L’idéalisme transcendantal kantien n’est-il pas avant tout commandé par la volonté d’opérer à tout prix une stricte démarcation entre science et religion à seule fin de sauver Dieu et la liberté de l’âme ? Une lecture laïcisante et républicaine de l’auteur de la Critique de la raison pure, dont on sait quel rôle elle a joué et joue encore en France plus que nulle part ailleurs, a souvent tendance à présenter Kant comme le penseur de la finitude, de l’autonomie morale et de l’émancipation politique, bref comme l’un des principaux représentants des Lumières et de la modernité. Or l’essai d’Alain Boyer montre à quel point cette lecture convenue est loin d’aller de soi. Car Kant, qui a pour premier souci – il ne cesse de le répéter – de combattre le scepticisme, le matérialisme et l’athéisme, est guidé par des préoccupations religieuses qui ne sauraient être mises entre parenthèses et jouent dans l’élaboration du système un rôle plus décisif qu’on ne le dit généralement.

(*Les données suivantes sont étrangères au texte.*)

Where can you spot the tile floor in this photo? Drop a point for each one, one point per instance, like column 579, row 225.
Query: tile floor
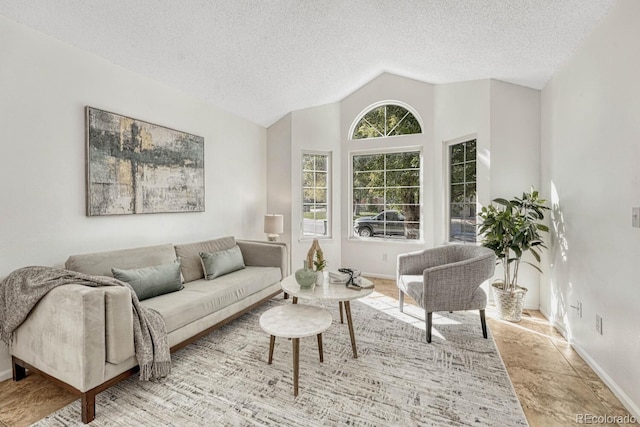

Et si notre finitude consiste certes en ce que notre connaissance est limitée aux seuls phénomènes, le monde sensible n’est cependant pas le seul horizon de notre condition, puisque le sujet libre, inconnaissable et incompréhensible, qui se révèle dans l’expérience morale, « n’a à proprement parler en tant que tel aucun commerce historique et charnel avec le monde, ni avec les autres, puisqu’il est hors de l’espace et surtout hors du temps » (p. 123).
La thèse même de l’autonomie morale n’est peut-être pas tout à fait chez Kant ce « moment » moderne par excellence que l’on se plaît à y voir. Alain Boyer montre notamment que ce qui, selon Kant, est à respecter comme une fin en soi, ce n’est pas l’homme phénoménal, mais l’humanité, c’est-à-dire la moralité, en nous. « L’homme n’a de dignité qu’en tant que sujet de la loi morale. Sans elle, la vie ne “vaut rien”, et la Loi seule est sacrée » (p. 265). Ce qui explique que Kant exclut tout respect et toute miséricorde à l’égard de ces êtres « indignes » que sont les criminels, au point qu’il faudrait veiller, nous explique la Doctrine du droit, au cas où la communauté devrait s’enfuir, à ce que tous les condamnés à mort soient exécutés. Loin d’être exactement l’Aufklärer que l’on croit, Kant ne serait-il pas plutôt « l’un des derniers grands penseurs classiques, un peu égaré au siècle des Lumières, un peu hors du temps » (p. 284) ?
Christian Bonnet
 
CAMILLE FROIDEVAUX, Ernst Troeltsch, la religion moderne et le monde moderne, Paris, PUF, 1999, coll. « Sociologies »
 
 
L’ouvrage de C. Froidevaux permet de se familiariser avec l’œuvre du sociologue et théologien allemand Ernst Troeltsch (1865-1923), à travers une analyse de son ouvrage principal de 1912, Les doctrines sociales des églises et des groupes chrétiens. Cet ouvrage monumental correspondait à une étude historique et sociologique du christianisme en Occident et à une évaluation de son incidence sur le monde moderne. C. Froidevaux restitue les principaux moments de l’investigation en commentant certains de ses présupposés ou limites. Mais l’essentiel tient à l’attention portée à la contribution positive de Troeltsch. La position théorique initiale de celui-ci devrait conduire en principe à une interrogation fondamentale : comment un protestant convaincu de la validité intrinsèque de la foi chrétienne peut-il appréhender suivant les critères de la connaissance sociologique cette foi et son évolution à travers des configurations historiques variées ? Pourtant l’entreprise de Troeltsch échappe à cette difficulté de fond en étant essentiellement descriptive et typologique : l’effort ne vise pas à interpréter du point de vue de leur validité intrinsèque les différentes positions, mais à les comparer entre elles du point de vue de leur contenu doctrinal et du point de vue de leur inscription institutionnelle.
On peut dire, sur la base du livre qui décrit l’apport du sociologue, que celui-ci est de deux ordres essentiels.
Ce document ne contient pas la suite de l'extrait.